The Covid-19 pandemic has demonstrated the importance of having properly independent inspections in place for places of detention, Caruana says.
“Where in Australia many inspectorates and monitoring bodies retreated from their in-person oversight, those with an OPCAT mandate abroad continued their visits under guidance from the UN SPT and expanded their visiting to include hotel quarantine and other quarantine facilities,” Caruana says.
There will continue to be human rights abuses and deaths in custody without OPCAT in place, Waight says.
“The Andrews government tells everyone who will listen that they are progressive, but they have done nothing to end torture in Victoria,” she says.
“At least 500 Aboriginal and Torres Strait Islander people have died in custody since the Royal Commission into Aboriginal Deaths in Custody, many of them because the facilities they were in did not follow official protocols.
“Our people will continue to die while the Andrews government chooses not to take abuse in their facilities seriously.”
A funding roadblock
The federal government has refused to provide adequate and ongoing funding to the states and territories to support OPCAT, will not introduce legislation to underpin it and has declined to include aged care facilities in its remit.
This has been a significant “roadblock” in Australia implementing its obligations under the agreement, Caruana says.
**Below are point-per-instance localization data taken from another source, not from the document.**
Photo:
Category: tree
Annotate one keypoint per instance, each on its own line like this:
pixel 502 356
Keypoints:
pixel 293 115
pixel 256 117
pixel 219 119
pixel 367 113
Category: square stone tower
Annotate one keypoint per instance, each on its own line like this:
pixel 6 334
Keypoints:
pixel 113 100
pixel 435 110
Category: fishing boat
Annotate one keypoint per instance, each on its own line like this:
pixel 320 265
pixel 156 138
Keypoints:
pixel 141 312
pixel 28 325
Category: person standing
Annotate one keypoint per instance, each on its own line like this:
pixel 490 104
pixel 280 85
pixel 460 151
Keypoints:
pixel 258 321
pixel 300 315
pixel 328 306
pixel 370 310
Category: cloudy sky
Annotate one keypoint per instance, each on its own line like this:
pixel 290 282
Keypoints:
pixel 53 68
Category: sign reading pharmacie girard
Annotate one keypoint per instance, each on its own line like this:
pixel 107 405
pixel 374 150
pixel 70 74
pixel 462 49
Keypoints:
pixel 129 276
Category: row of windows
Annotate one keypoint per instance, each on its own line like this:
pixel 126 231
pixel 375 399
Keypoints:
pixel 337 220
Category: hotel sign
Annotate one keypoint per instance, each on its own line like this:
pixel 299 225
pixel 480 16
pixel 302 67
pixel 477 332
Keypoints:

New South Wales and Victoria have not engaged in any public consultation on the establishment of NPMs at all, let alone unveil legislation, and made no effort to implement the protocol by the deadline.
The only jurisdictions to come close to complying with OPCAT are Western Australia and the ACT, while the federal government has also appointed Commonwealth NPMs.
Bare bones
Of the states that have made efforts to implement OPCAT, most have taken a “bare bones” approach that does not meet the requirements, Caruana and Laura Grenfell said in a recent academic paper.
Western Australia has designated its existing Office of the Inspector of Custodial Services as its NPM for prisons and other places of detention, and its Ombudsman for mental health and forensic disability settings. The researchers said this is nearly compliant with OPCAT but lacks the legislative foundation that is required.
The ACT has set up an Inspector of Correctional Services and Ombudsman as its NPM.
Tasmania released draft legislation implementing OPCAT in 2020 and a standalone bill last year that is yet to be passed.
South Australia has unveiled legislation implementing OPCAT but failed to consult with the Opposition, the Crossbench or frontbench workers but did not pass it to meet the January deadline.
Queensland is also yet to nominate its inspection body, while the Northern Territory has flagged it will wait until at least next month to introduce legislation.
New South Wales and Victoria have made virtually no progress in the last five years on this issue. NSW last year said it would be waiting to do so until the federal government provided stable funding.
0.14% of the prison budget
Much of the issues in implementing OPCAT come down to funding, but the cost pales in significant to the money spent by the states on prisons, and the Commonwealth on immigration detention centres.
The Victorian Ombudsman has estimated that the state’s NPM would need 12 full-time staff and have an annual operating budget of $2.5 million.
In comparison, the Victorian government’s prison expansion program has a budget of $1.8 billion, providing “flexible prison capacity”. The money needed to establish proper oversight of these prisons is 0.14 per cent of this.
“The relatively low cost of NPMs operation needs to be weighed against the considerable cost of the bare bones approach of not taking seriously OPCAT implementation and monitoring,” Caruana said in the report.
The federal government has also decided that OPCAT in Australia will only cover primary places of detention, meaning facilities where people are held for 24 hours or more, involuntarily. This rules out offshore immigration centres and secure residential aged care facilities and disability group homes.
This is “idiosyncratic and controversial”, Caruana says.